Batna : le militant Adel Chetti en détention provisoire

Le tribunal de Batna a placé le défenseur des droits humains Adel Chetti en détention provisoire le 8 septembre 2026, à l'issue d'une procédure de comparution immédiate. Poursuivi pour outrage à corps constitué après des publications sur les réseaux sociaux, ce responsable associatif encourt cinq ans de prison, dans un dossier qui s'inscrit parmi plusieurs poursuites récentes visant l'expression numérique en Algérie.

Un juge du tribunal de Batna a ordonné, mardi 8 septembre 2026, le placement en détention provisoire d’Adel Chetti, défenseur des droits humains actif dans la région depuis plusieurs années. La décision intervient à l’issue de sa comparution devant le tribunal dans le cadre d’une procédure de comparution immédiate, engagée deux jours après son interpellation. Il lui est reproché un outrage à corps constitué, en lien avec des publications et des vidéos diffusées sur les réseaux sociaux, selon les informations recueillies par SHOAA for Human Rights, organisation non gouvernementale basée à Londres et consacrée au suivi des atteintes aux droits humains en Algérie.
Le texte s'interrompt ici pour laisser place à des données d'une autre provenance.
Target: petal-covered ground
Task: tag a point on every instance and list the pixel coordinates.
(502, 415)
Une garde à vue suivie d’un renvoi en comparution immédiate

La police de Batna avait interpellé Adel Chetti le lundi 7 septembre 2026, après l’avoir convoqué dans ses locaux. Il y a été interrogé puis placé en garde à vue. Le lendemain, il a été présenté au procureur de la République près le tribunal de Batna, qui l’a renvoyé devant le tribunal selon la procédure de comparution immédiate, réservée aux affaires jugées suffisamment simples pour ne pas nécessiter d’instruction préalable.
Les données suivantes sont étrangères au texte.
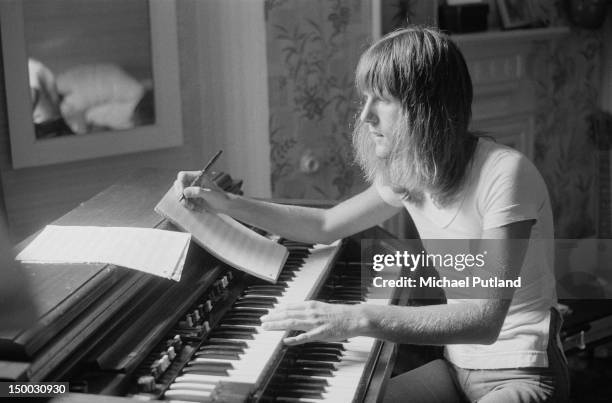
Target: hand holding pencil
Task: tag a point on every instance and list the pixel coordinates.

Lors de l’audience du 8 septembre, le parquet a requis cinq ans de prison ainsi qu’une amende. Le tribunal a choisi de ne pas trancher sur-le-champ : il a mis l’affaire en délibéré et reporté le prononcé du jugement au mardi 15 septembre 2026, tout en ordonnant le maintien d’Adel Chetti en détention provisoire dans l’intervalle. Cette combinaison, réquisitoire sévère et délibéré différé, laisse en suspens pendant une semaine le sort judiciaire d’un homme déjà privé de liberté.
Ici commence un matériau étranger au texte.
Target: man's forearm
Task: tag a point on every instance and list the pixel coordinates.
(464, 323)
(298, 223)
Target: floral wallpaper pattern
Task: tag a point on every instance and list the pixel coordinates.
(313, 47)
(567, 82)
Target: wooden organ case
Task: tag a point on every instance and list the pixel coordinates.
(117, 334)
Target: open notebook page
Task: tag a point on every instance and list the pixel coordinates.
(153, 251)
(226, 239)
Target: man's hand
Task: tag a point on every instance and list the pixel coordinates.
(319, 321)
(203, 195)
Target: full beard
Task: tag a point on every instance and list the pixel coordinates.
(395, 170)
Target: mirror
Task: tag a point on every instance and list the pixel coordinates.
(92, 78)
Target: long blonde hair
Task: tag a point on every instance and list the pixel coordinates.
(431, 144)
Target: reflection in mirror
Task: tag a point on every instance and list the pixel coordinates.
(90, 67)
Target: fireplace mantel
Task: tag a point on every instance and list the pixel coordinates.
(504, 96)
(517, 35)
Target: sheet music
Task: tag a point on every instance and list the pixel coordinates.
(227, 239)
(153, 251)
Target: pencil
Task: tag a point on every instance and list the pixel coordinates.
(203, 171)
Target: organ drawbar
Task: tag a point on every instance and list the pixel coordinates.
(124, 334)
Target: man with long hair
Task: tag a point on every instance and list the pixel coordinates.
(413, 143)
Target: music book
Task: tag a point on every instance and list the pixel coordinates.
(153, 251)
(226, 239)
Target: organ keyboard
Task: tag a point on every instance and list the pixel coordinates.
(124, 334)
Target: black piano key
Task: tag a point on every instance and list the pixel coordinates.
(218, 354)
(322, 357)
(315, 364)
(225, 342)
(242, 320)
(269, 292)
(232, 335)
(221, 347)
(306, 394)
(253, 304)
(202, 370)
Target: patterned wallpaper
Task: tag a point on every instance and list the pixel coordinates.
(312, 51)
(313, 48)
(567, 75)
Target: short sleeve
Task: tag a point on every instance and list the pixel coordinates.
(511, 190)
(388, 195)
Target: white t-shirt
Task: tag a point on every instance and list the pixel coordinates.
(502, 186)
Un responsable associatif connu à Batna depuis près d’une décennie

Adel Chetti n’est pas un inconnu de la vie publique locale. En octobre 2017, il s’exprimait déjà en tant que représentant du Comité national pour la défense des droits des chômeurs (CNDDC) lors de troubles survenus à Batna après l’affichage d’une liste contestée de bénéficiaires de logements sociaux. Il alertait alors sur le risque d’un « soulèvement populaire » si les autorités ne corrigeaient pas les anomalies signalées par les habitants, et réclamait la publication intégrale de la liste des 2 135 logements distribués. Cet épisode situe son engagement dans la durée : près de neuf ans séparent cette prise de parole publique de son placement en détention pour des publications sur les réseaux sociaux.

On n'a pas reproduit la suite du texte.